But first a few words on two of Thailand’s most remarkable figures, with whom I became friends almost forty years ago. Sulak Sivaraksa is thought of as the leader of the Engaged Buddhists movement in South East Asia. He is a wonderful writer of Buddhist philosophy aimed at social justice and peace. Over the decades he has been arrested, in disfavour, spoken out against dictators at great risk, in exile, unjustly charged by military strongmen and, of course, a PEN Honourary member. He lives in Bangkok, but by chance when I was in Yangon he was there, celebrating his 83rd birthday. He remains as forceful as ever, still speaking up and writing for causes which parallel the PEN Charter. Still unbending, unstoppable. And it was an honour for me to make the toast to him at the celebration organized by the Myanmar literary figure, Ko Tar.
In Bangkok I stayed in Klong Toey slum with Father Joe Maier, the wonderful slum priest who has worked with Buddhist monks and Imams for half a century in this enormous dock area. He created the first AIDS hospice in Thailand, runs schools, health programs. Above all, he has always stood up for these people. He also publishes stories about the slum dwellers.
Thanks to the publisher, Trasvin Jittidecharak, I was able to sit down with some of Thailand’s successful younger writers, translators and publishers, including Uthis Haemamool, who is the incoming editor of The Writer, an important literary magazine. Others included Zakariya Amataya, Pahd Pasiigon and Anuk Pitukthanin.

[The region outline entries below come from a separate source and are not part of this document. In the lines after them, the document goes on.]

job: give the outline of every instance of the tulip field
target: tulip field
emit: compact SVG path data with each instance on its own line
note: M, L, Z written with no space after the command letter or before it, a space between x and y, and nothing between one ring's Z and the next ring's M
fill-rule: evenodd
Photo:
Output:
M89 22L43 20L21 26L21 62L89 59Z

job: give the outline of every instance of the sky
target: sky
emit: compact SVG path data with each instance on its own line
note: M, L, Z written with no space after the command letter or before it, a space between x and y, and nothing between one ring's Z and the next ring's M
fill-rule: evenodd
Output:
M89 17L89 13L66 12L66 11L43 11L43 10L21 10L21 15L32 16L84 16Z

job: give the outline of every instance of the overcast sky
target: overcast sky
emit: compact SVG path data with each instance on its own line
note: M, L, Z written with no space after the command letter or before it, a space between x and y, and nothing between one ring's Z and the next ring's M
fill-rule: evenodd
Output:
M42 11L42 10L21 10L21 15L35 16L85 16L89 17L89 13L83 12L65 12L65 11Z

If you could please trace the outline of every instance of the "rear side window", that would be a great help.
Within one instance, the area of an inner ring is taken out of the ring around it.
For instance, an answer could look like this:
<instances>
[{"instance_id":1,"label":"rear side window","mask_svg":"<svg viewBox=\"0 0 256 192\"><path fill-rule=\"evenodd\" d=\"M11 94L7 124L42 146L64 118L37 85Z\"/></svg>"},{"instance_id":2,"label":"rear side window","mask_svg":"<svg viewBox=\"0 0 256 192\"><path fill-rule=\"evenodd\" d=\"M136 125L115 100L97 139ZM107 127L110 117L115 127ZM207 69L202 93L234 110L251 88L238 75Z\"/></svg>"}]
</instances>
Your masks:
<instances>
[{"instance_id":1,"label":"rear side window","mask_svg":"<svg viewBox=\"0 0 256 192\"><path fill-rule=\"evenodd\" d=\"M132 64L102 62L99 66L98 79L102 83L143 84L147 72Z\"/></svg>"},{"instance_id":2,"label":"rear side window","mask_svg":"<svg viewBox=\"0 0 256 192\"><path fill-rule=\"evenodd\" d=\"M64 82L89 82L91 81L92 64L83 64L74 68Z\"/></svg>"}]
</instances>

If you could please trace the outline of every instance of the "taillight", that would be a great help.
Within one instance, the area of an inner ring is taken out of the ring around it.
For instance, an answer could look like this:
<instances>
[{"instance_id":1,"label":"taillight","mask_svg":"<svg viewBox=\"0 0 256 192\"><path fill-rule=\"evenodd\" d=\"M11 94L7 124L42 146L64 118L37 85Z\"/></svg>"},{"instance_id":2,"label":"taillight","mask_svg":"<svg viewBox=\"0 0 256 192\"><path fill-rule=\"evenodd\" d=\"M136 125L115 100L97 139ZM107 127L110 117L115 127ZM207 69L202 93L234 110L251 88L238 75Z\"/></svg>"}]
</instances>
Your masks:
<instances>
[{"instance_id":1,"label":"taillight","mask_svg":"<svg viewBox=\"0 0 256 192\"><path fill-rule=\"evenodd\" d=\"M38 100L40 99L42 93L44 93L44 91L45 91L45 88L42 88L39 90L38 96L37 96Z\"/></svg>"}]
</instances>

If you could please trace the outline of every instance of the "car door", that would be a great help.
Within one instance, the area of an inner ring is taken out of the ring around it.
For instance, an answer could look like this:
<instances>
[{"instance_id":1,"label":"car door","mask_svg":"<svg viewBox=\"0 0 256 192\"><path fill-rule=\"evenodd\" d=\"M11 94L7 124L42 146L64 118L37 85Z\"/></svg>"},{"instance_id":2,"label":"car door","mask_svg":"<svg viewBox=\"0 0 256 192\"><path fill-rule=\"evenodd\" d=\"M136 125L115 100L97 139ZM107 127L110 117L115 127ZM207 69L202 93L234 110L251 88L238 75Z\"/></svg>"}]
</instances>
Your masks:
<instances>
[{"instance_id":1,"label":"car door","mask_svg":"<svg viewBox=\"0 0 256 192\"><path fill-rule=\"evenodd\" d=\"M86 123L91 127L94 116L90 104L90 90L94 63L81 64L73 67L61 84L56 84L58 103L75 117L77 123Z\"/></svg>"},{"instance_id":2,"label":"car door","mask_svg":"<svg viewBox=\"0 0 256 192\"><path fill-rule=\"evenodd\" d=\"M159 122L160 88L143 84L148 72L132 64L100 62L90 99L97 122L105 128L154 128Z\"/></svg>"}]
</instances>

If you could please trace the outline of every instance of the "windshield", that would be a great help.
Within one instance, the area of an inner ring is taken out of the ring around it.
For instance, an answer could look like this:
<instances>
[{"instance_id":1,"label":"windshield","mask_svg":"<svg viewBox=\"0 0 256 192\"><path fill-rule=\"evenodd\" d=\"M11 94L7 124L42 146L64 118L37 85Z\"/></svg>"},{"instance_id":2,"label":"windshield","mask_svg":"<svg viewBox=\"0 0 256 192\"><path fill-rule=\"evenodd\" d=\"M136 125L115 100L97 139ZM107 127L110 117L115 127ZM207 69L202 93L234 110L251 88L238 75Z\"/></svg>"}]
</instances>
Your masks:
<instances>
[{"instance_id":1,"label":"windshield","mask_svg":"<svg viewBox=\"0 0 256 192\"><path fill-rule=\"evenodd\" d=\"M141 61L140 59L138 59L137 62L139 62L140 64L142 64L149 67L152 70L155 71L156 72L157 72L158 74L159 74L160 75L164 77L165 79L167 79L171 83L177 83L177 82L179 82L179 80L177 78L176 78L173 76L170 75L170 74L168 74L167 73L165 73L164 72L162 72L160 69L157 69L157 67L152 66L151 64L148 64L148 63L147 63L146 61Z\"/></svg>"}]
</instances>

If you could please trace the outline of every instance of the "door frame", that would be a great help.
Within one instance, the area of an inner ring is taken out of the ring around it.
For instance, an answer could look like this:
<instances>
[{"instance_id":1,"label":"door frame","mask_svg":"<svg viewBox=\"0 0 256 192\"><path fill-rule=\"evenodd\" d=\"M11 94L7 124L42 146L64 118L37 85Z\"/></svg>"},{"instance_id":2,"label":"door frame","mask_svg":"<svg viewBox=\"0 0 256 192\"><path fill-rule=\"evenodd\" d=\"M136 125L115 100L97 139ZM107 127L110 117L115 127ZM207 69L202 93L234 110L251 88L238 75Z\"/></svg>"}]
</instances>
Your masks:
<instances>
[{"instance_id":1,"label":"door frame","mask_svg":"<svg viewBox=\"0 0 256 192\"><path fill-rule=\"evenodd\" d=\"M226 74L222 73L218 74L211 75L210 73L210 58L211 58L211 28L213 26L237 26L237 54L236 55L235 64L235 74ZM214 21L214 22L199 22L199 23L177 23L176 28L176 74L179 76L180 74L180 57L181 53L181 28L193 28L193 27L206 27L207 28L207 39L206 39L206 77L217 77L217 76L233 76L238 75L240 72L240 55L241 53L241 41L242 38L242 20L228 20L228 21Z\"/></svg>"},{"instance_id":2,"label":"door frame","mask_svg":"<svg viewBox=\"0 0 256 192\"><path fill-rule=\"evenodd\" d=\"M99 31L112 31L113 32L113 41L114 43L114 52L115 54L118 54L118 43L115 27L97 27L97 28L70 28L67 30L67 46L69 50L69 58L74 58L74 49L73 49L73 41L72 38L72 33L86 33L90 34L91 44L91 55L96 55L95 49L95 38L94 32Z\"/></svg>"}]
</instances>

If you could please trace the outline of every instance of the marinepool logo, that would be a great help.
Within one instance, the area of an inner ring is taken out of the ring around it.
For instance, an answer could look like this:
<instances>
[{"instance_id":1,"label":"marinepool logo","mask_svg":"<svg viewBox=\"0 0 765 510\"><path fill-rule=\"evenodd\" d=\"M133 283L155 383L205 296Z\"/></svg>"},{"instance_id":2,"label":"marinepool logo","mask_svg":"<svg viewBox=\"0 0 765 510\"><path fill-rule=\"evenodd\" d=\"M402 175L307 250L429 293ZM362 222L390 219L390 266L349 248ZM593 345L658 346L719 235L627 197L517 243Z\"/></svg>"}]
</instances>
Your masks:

The next day I met with Thai PEN. It is a busy centre which concentrates on literary criticism and plays a role in an important literary prize, the S.E.A. Write Award. For some time the leadership of the PEN Centre has been made up of senior academics. I had a fascinating conversation with the current president, Professor Thaweesak Pinthong and two former presidents, Professor Soranat Tailanga and Professor Trisilpa Boonkhachorn. We talked about the importance of building up a regional approach involving Thai, Cambodian and Myanmar PEN. There is a dramatic need for cooperation and mutual support. There are refugee questions, free expression questions, translation challenges, the need for exchanges and other kinds of mutual support. The Myanmar and Cambodian Centres are fully engaged at the international level and we hope that Thai PEN will engage with them in a balance of writers, publishers, and academics of all generations on those essential literary and free expression issues.